Students involved in sustainability efforts at Ohio State will soon have the opportunity to quantify their experiences through a new sustainability certificate program, offered by the Fisher College of Business and Net Impact rolling out this fall.

Focused on the “triple bottom line” of sustainability (economic, social and environmental sustainability), Net Impact is an internationally recognized nonprofit organization with more than 260 chapters worldwide.

Zach Friedman, a fourth-year in marketing and co-creator of OSU’s certificate program, said he saw various sustainability-related clubs and organizations around campus and knew there wasn’t a need for more activities.

“We don’t have to invent opportunities, the opportunities exist,” Friedman said.

Along with co-creator Aaron Alpeter, a fourth-year in logistics management, Friedman’s vision was to create an umbrella program under which students could participate in their respective sustainability-related clubs and organizations in a more universally valuable way.

“It’s essentially matchmaking the right kind of passionate students to the right kind of opportunities and then giving them credit, standardizing it and then marketing that credit to employers,” Alpeter said.

Funding for the certificate program is still being finalized and Friedman said he hopes to involve multiple stakeholders including the Fisher College of Business and the OSU Office of Energy and Environment, as well as individual donors.

Previously offered exclusively to students in the Fisher College of Business industry cluster, the point-based certificate program will give students a “cool and robust experience in sustainability that is really manageable and quantifiable to future employers,” Friedman said.

Students who are accepted to the program will use Carmen to track their status in the program and are awarded points in four different categories: theory, practitioner, project and leadership.

Points can be earned in a variety of ways, allowing students to create their own program based on their sustainability interests.

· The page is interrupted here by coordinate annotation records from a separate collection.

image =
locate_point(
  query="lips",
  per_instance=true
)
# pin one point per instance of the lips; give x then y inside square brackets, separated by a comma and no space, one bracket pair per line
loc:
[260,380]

“Sustainability is this broad, messy, awesome thing that is really hard to define,” Friedman said. “We’re being descriptive of a really good solution instead of prescriptive.”

Sustainability is roughly defined as the long-term maintenance of environmental resources.

Though the certification is new, Friedman said he hopes the program’s partnership with Net Impact and the Fisher College of Business will help give it weight in the business world.

Rao Unnava, associate dean of undergraduate programs in the Fisher College of Business, said the program has potential in the business world.

“If this is executed right and correctly, companies will value the certificate,” Unnava said.

The certificate program will also include a sustainability-related career fair to tell employers about the program and connect students with future employers, Friedman said.

Unnava said he believes sustainability is an important factor for companies to consider and might even determine profits.

“You could be very profitable as a business because you are sustainable,” Unnava said. “Our hope is that people recognize sustainability as something that should be integrated into their everyday thinking.”

After taking an engineering survey class, Peter Worley, a second-year in mechanical engineering, said he knew he wanted to be involved in a campus sustainability movement but didn’t know where to start.

Worley said he found his niche after talking to Friedman about Net Impact and the certificate program.

“This is something I totally want to be a part of and is (somewhere that) I can actually make my impact,” Worley said.

Representatives from the Net Impact headquarters did not respond for comment.

Worley is part of what Friedman calls the “next generation” of Net Impact leaders.

“They’re going to do so much more than I ever could,” Friedman said. “My goal is to empower the next generation of leaders to have a cohort of people and changemakers that are going to make a big difference.”